UK Politics

MP says hymn Jerusalem 'banned from straight weddings'

Rugby fans with faces painted in colours of St George's Cross
Image caption Jerusalem is a favourite choice for crowds cheering on England at rugby and cricket matches

An MP has suggested heterosexual couples are being discriminated against because they are unable to sing the hymn Jerusalem at their weddings.

Labour's Chris Bryant said it was banned by many churches because it was "not addressed to God", yet banned from civil ceremonies for being religious.

But he told MPs that, under government plans, gay couples who have a civil partnership would be able to sing it.

The Home Office said the rules were the same for all couples.

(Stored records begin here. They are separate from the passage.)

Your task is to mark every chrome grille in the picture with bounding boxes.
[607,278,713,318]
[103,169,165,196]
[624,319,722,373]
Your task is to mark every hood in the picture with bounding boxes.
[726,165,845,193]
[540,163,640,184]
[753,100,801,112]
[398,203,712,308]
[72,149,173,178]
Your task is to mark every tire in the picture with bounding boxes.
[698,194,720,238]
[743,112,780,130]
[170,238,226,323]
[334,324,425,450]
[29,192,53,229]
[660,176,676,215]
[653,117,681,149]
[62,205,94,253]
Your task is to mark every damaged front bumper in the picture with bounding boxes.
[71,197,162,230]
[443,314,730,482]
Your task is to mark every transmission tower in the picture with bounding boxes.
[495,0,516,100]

The words of Jerusalem are a poem by William Blake, which starts: "And did those feet in ancient time, Walk upon England's mountains green?"

It has become a favourite choice for crowds cheering on England at rugby and cricket matches, and was also included in Prince William and Kate Middleton's wedding ceremony.

But in the past, a number of major churches, including Southwark Cathedral in London, have banned it on the grounds that it is too nationalistic.

'Reserved for homosexuals'

Mr Bryant, who is himself gay, called for a Commons debate on the matter, telling MPs: "If you're a heterosexual couple and you get married in church many clergy will refuse to allow it to be sung because it's not a hymn addressed to God.

"If you get married as a straight couple in a civil wedding you're point blank not allowed it because it's a religious song.

"If, however, you're a gay couple and you have a civil partnership, under the government plans you will be allowed to sing Jerusalem.

"So can we just make sure that Jerusalem is not just reserved for homosexuals."

His comments were met with laughter in the House.

In response, Commons leader Sir George Young said: "I think Jerusalem should be played on every possible occasion."

Mr Bryant, who is MP for Rhondda and a former Foreign Office minister, made history in 2010 when he and his partner took part in the first civil partnership ceremony to be held in the Palace of Westminster.

At present, civil unions of any kind - gay or straight - cannot take place on religious premises, although any couple can have a religious service later at a place of worship to celebrate.

Under a government proposal, currently open to consultation, same-sex couples would be able to have their civil partnership and and religious service on the same - religious - premises.

A Home Office spokeswoman said there were no plans to change the law to allow heterosexual couples to do the same because they already had the choice about whether to get married in a religious venue or not.

"Our proposals make clear the civil partnership registration would remain secular and distinct from any religious service," she said.

"The rules of what is contained in a secular or religious ceremony are no different for same-sex or-opposite sex couples."